Seandainya saya tidak pernah memutuskan untuk hijrah ke Surabaya—keputusan yang membuat saya dianggap konyol dan bodoh oleh rekan-rekan seprofesi di Jakarta—barangkali selamanya saya buta terhadap entitas bernama 'pemasaran', payung besar yang antara lain menaungi periklanan, tetapi yang anehnya tidak dipahami atau dihindari oleh kebanyakan praktisi periklanan, sehingga saya boleh bernapas lega, karena saya menjadi satu di antara secuil pekerja kreatif periklanan yang mengerti strategi pemasaran, yang akhirnya membuat saya memiliki daya saing di industri komunikasi pemasaran. Barangkali pula, jika seandainya saya dahulu tidak hijrah ke Surabaya, hingga kini saya hanya boleh puas sebagai penulis naskah iklan media lini atas yang dari tahun ke tahun menghibur diri dengan bersorak-sorai, berjingkrak-jingkrak, di ajang Citra Pariwara belaka.

Banyak orang ternyata tidak menyukai kenyataan bilamana dirinya harus meninggalkan suatu keadaan yang telah lama menjadi bagian dari hidupnya, apalagi bila keadaan tersebut membuat mereka nyaman. Tak heran jika umumnya orang mudah stres menghadapi perubahan.

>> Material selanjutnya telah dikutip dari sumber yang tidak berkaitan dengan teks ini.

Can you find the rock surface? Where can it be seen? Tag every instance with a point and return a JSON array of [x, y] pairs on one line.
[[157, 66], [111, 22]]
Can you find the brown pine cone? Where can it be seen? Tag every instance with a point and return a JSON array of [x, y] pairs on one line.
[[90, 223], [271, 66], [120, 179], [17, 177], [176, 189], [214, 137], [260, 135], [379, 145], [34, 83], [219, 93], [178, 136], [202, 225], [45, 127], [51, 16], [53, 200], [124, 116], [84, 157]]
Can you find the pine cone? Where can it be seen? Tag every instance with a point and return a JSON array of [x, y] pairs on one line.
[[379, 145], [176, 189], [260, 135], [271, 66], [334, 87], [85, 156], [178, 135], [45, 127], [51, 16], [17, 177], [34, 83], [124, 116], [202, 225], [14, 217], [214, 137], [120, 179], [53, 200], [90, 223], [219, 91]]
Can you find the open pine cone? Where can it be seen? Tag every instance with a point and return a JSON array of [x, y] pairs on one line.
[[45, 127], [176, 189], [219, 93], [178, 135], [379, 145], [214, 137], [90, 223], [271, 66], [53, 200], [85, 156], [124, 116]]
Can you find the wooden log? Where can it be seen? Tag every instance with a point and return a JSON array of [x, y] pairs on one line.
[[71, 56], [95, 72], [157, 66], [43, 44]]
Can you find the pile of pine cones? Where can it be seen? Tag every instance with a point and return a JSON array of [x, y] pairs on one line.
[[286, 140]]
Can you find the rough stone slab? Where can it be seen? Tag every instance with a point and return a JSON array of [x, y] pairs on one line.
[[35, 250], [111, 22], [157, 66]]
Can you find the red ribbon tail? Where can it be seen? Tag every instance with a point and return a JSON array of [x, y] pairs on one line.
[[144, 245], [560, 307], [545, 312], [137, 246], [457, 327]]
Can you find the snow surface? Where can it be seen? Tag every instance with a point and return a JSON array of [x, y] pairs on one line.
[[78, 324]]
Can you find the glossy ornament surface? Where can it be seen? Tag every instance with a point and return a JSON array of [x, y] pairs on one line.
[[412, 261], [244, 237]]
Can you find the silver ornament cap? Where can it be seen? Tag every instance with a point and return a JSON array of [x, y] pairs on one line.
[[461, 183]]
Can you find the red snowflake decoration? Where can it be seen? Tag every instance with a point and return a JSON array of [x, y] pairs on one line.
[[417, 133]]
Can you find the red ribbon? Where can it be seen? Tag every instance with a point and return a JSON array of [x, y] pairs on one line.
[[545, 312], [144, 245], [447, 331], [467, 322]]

Pada 19 Juni 2007, saya menjadi salah seorang motivator dalam pelatihan bagi lima puluhan karyawan PT Pupuk Kujang yang akan memasuki masa pensiun, bertempat di Hotel Grand Lembang, Bandung, Jawa Barat. Walaupun ada beberapa di antara mereka yang masa pensiunnya masih tiga-empat tahun lagi, tak urung mereka diliputi kebingungan. "Apa yang harus saya lakukan kalau masyarakat tidak memerlukan keahlian saya?" adalah pertanyaan yang banyak dilontarkan kepada saya oleh para peserta saat rehat kopi. Dari situ saja bisa diambil kesimpulan, bahwa perusahaan maupun individu tidak pernah menyadari bahwa keahlian apa pun sewaktu-waktu bisa mengalami perkembangan baru, atau pun tidak dipakai lagi. Di dunia periklanan, misalnya, hingga pertengahan tahun 1990an pernah ada profesi paste up artist, yang kerjanya memotong-motong materi, menempel ilustrasi dan/atau tipografi pada bidang tata letak. Perkembangan teknologi komputer memaksa para paste up artist untuk meninggalkan pekerjaan mereka menata letak secara manual dan beralih ke penggunaan komputer yang lebih praktis dan cepat. Itu berarti bahwa mereka harus bersedia belajar memakai perangkat lunaknya; bagi yang tidak melek komputer, mereka harus belajar dari nol! Pada biro iklan multinasional tempat saya bekerja ketika perubahan itu terjadi, sejumlah paste up artist terpaksa dipensiunkan, karena mereka tidak menunjukkan antusiasme ketika perusahaan menempuh kebijakan untuk melatih mereka dalam pemakaian perangkat lunak untuk tata letak.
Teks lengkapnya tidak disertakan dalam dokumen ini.